If the court does not suppress or exclude the basis for your traffic stop, Mr. Warner will review the tests completed to determine your alleged intoxication. In Texas, the Intoxilyzer 5000 is the machine used to assess your blood alcohol concentration. If your breath sample exceeds .08, then you are above the legal limit. If the machine was not properly operated or maintained, or even if you have certain medical conditions, the breath test may be artificially high or show a false positive for intoxication. For example, an accused may have increased alcohol laden breath, based upon a gastro esophagus disorder (reflux) or dental appliances. There are also chemical compounds, containing carbon and hydrogen atoms, that when combined into a CH3 bonding pattern will be potentially recognized as "alcohol" molecules within the breath sample chamber. If so, the breath test will produce a result above the actual alcohol concentration in the blood. Some of these chemicals are nail polish remover, auto body paint, floor refinisher and strippers, solvents and petrochemical produces. Mr. Warner will explore these issues before and during trial. Importantly, an effective DWI attorney takes a detailed factual statement from his clients, examining any factors contributing to an elevated alcohol concentration in the blood, before assuming that the test produced a valid, uncompromised result. By impeaching the breath test result, through cross-examination of the State's technical supervisor-intoxilyzer expert, Mr. Warner will attempt to secure an acquittal in a DWI trial.

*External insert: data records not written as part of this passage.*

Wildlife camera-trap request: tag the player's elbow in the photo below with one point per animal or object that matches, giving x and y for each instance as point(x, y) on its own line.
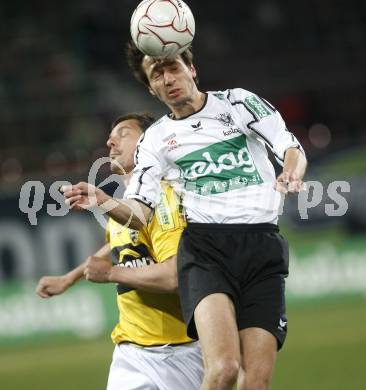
point(172, 275)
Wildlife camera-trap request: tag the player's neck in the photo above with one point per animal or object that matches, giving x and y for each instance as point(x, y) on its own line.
point(126, 178)
point(189, 107)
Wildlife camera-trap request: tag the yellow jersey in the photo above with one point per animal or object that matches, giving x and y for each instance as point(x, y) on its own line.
point(147, 318)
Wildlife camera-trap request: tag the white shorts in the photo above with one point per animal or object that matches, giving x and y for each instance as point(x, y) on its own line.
point(156, 368)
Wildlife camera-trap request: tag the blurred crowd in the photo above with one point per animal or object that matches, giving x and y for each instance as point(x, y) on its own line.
point(63, 76)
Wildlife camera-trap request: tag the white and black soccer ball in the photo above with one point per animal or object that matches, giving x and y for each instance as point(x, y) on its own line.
point(162, 28)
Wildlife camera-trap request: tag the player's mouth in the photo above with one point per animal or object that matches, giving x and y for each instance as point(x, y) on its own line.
point(174, 92)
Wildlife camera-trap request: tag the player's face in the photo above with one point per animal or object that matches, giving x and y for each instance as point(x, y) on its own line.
point(171, 80)
point(122, 144)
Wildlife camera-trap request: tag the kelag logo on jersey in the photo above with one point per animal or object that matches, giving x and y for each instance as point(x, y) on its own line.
point(221, 167)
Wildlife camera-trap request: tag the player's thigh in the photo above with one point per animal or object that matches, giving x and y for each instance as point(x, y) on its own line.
point(126, 372)
point(259, 351)
point(183, 367)
point(217, 329)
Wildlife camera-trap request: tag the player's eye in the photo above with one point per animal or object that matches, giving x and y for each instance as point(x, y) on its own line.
point(155, 75)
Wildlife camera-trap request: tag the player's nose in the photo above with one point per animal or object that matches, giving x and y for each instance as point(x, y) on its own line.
point(169, 78)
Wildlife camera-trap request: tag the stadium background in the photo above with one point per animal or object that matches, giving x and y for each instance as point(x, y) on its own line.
point(63, 79)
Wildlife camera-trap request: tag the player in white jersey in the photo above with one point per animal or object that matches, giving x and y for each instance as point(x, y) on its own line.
point(232, 261)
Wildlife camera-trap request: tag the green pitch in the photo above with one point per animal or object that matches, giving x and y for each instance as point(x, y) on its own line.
point(325, 350)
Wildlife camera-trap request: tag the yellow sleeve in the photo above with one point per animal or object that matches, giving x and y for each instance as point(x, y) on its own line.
point(108, 232)
point(167, 225)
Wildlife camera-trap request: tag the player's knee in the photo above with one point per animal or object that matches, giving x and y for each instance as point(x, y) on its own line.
point(223, 371)
point(256, 383)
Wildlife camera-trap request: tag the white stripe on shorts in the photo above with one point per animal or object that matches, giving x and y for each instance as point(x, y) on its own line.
point(156, 368)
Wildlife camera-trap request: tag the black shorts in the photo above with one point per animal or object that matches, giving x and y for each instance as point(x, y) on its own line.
point(248, 262)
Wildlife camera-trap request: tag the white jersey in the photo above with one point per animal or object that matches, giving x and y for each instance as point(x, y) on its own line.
point(216, 159)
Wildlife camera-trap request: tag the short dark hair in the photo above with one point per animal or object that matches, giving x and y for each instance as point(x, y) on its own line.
point(135, 57)
point(144, 119)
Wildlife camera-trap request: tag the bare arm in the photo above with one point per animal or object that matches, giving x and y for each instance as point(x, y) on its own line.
point(49, 286)
point(158, 278)
point(127, 212)
point(294, 167)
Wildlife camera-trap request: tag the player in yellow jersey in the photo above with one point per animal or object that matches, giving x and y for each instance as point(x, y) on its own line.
point(152, 349)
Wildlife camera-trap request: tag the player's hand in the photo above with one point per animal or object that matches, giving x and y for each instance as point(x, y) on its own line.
point(98, 270)
point(289, 183)
point(48, 286)
point(83, 196)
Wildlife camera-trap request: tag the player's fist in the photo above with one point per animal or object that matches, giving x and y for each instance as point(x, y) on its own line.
point(98, 270)
point(83, 196)
point(289, 183)
point(49, 286)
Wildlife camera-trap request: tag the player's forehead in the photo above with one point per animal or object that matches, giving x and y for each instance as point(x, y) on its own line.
point(125, 127)
point(150, 64)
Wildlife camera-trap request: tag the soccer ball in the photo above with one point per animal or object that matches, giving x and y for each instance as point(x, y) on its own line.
point(162, 28)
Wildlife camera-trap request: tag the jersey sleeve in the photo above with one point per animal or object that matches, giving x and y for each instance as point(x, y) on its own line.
point(167, 225)
point(149, 169)
point(108, 233)
point(263, 121)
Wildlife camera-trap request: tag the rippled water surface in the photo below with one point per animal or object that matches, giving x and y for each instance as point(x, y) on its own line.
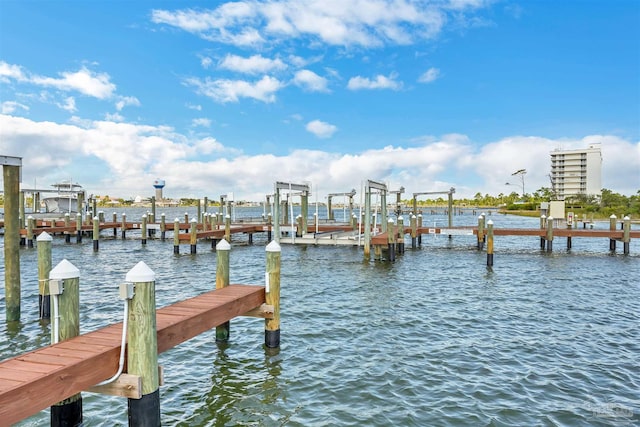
point(435, 338)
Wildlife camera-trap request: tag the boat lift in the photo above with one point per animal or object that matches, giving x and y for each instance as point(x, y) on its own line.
point(304, 191)
point(450, 203)
point(350, 195)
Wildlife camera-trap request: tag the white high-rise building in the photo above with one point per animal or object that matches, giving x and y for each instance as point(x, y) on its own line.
point(576, 172)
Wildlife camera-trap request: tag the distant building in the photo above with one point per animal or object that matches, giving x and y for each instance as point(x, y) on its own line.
point(576, 172)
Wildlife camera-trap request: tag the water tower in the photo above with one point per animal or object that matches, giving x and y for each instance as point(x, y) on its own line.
point(158, 184)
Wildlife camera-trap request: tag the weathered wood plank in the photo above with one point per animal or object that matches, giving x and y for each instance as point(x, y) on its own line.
point(72, 366)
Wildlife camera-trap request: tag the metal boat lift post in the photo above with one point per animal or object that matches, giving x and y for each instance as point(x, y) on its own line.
point(350, 194)
point(382, 188)
point(304, 189)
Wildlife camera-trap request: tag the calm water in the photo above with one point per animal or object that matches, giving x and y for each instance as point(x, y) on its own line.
point(434, 339)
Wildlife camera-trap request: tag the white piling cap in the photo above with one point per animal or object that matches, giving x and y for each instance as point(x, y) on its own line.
point(273, 247)
point(140, 273)
point(64, 270)
point(223, 245)
point(44, 237)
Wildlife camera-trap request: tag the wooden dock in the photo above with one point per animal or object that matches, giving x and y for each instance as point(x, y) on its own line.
point(36, 380)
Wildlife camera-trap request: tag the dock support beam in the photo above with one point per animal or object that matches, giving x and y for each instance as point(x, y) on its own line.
point(142, 349)
point(144, 229)
point(176, 236)
point(66, 306)
point(272, 295)
point(96, 233)
point(193, 236)
point(223, 248)
point(11, 174)
point(612, 227)
point(626, 236)
point(490, 243)
point(44, 268)
point(550, 234)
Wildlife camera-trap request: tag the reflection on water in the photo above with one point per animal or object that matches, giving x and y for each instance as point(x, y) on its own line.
point(436, 338)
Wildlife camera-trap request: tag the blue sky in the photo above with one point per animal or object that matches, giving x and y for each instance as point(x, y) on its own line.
point(218, 97)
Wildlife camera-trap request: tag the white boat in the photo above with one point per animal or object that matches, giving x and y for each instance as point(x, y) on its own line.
point(66, 199)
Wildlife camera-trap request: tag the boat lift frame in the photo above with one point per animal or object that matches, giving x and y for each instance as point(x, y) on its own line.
point(450, 202)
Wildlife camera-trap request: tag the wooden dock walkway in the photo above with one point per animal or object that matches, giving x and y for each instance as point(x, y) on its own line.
point(36, 380)
point(382, 238)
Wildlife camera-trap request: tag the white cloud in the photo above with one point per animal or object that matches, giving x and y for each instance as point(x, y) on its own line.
point(321, 129)
point(380, 82)
point(206, 62)
point(85, 81)
point(255, 64)
point(115, 117)
point(364, 23)
point(132, 156)
point(69, 104)
point(429, 76)
point(124, 101)
point(223, 90)
point(11, 72)
point(204, 122)
point(310, 81)
point(9, 107)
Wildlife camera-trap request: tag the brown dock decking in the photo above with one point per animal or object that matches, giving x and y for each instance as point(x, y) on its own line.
point(36, 380)
point(382, 239)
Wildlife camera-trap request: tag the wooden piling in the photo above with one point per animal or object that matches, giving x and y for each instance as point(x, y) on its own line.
point(78, 228)
point(193, 235)
point(142, 348)
point(400, 233)
point(543, 225)
point(123, 228)
point(176, 236)
point(143, 229)
point(67, 223)
point(96, 234)
point(550, 234)
point(391, 240)
point(44, 268)
point(163, 227)
point(626, 235)
point(490, 243)
point(272, 295)
point(30, 223)
point(414, 231)
point(223, 248)
point(67, 317)
point(612, 227)
point(480, 232)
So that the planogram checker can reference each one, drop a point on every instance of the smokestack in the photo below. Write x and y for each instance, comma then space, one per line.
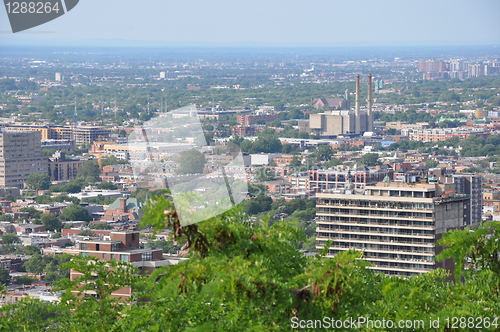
370, 115
358, 122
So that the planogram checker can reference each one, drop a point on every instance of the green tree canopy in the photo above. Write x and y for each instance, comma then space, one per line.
191, 162
9, 238
38, 181
89, 169
4, 276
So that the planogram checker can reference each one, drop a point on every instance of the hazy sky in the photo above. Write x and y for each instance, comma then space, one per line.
269, 22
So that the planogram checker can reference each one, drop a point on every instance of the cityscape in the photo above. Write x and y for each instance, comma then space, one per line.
257, 179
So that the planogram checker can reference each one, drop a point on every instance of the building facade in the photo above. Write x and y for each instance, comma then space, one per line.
20, 156
396, 225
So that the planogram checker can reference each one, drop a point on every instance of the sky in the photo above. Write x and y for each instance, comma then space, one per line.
327, 23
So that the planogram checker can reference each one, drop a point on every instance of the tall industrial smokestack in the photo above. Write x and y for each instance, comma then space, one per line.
369, 127
358, 117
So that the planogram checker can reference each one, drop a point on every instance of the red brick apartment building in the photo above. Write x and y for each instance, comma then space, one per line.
122, 246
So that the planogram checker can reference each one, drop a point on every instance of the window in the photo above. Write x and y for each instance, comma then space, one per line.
147, 256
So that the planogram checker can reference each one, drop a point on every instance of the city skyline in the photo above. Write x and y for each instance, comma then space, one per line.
319, 23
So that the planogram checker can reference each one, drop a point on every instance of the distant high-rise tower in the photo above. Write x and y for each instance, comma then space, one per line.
20, 156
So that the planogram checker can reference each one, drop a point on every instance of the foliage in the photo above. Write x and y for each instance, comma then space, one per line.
102, 278
89, 169
263, 144
38, 181
370, 159
258, 204
332, 163
191, 162
113, 160
6, 217
168, 247
86, 232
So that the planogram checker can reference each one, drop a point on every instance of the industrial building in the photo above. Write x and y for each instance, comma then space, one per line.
20, 156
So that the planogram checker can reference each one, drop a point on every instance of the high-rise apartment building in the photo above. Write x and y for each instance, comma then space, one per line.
20, 156
395, 224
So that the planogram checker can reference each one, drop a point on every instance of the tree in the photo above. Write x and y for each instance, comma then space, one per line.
51, 222
76, 213
191, 162
38, 181
4, 276
431, 163
89, 169
370, 159
8, 239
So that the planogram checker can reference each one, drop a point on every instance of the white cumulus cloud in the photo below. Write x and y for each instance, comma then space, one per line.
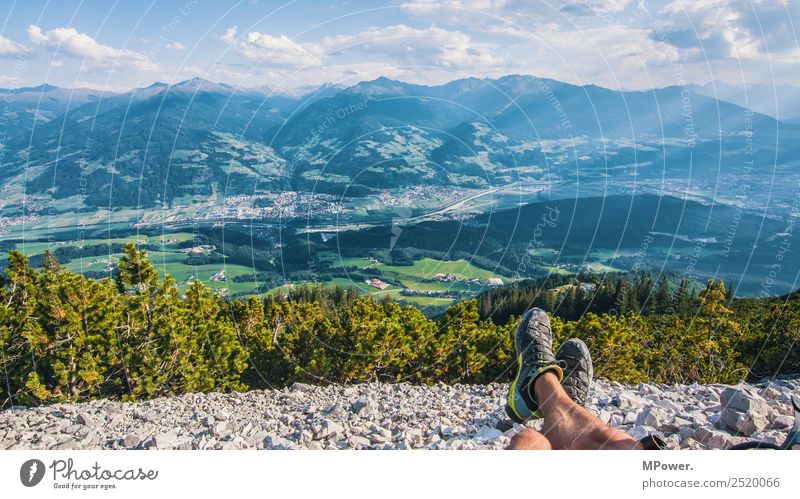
270, 50
69, 42
10, 48
430, 46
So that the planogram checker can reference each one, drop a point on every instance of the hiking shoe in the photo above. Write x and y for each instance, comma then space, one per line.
576, 361
534, 346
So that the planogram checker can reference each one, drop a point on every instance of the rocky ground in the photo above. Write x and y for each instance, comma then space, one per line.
383, 416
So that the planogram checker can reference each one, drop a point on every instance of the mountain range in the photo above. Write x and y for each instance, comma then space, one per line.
166, 145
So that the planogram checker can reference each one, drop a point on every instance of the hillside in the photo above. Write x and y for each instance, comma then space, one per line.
198, 141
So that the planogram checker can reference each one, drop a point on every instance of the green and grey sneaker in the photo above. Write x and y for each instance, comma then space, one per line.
576, 361
534, 345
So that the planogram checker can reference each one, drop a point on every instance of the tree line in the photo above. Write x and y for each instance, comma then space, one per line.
66, 337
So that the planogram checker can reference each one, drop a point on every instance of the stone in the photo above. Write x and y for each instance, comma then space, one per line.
487, 433
278, 443
743, 398
782, 421
744, 423
652, 416
85, 419
639, 432
360, 405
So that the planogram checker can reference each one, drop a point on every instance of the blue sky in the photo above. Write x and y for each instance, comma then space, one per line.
118, 45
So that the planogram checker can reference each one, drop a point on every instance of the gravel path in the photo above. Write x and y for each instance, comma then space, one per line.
386, 416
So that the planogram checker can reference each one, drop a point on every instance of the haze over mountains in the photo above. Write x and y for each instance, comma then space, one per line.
174, 144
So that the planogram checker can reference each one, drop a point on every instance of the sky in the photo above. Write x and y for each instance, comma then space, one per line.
619, 44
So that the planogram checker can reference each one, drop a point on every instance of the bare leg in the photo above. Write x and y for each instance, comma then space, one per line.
529, 439
569, 426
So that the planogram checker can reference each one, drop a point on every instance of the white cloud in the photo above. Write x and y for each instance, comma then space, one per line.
270, 50
10, 48
430, 46
68, 42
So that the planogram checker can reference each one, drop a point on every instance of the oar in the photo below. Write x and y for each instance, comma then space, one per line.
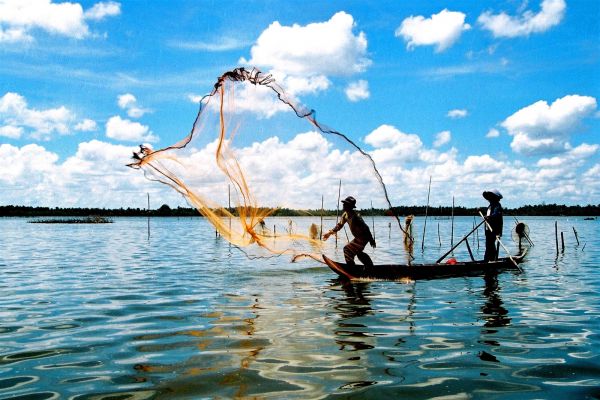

Sometimes, there is a videotape capturing your stop, detention and other interactions between you and law enforcement. The on-board videos of your Field Sobriety Tests (FSTs) are a record of, most of the time, what was said and done, before, during and after your DWI arrest. Mr. Warner obtains and reviews the video to determine if the video is consistent with the officer's narrative of the basis for your arrest contained in the police report. Quite often, police officers do not follow the standards and guidelines from their official training in identifying an intoxicated driver. The officer may have failed to properly instruct you, or even indicated that you did not perform the tests properly when you did so. Sometimes, by excluding parts of the state's case against you, the case may be eventually dismissed or at least a jury may render a not guilty verdict.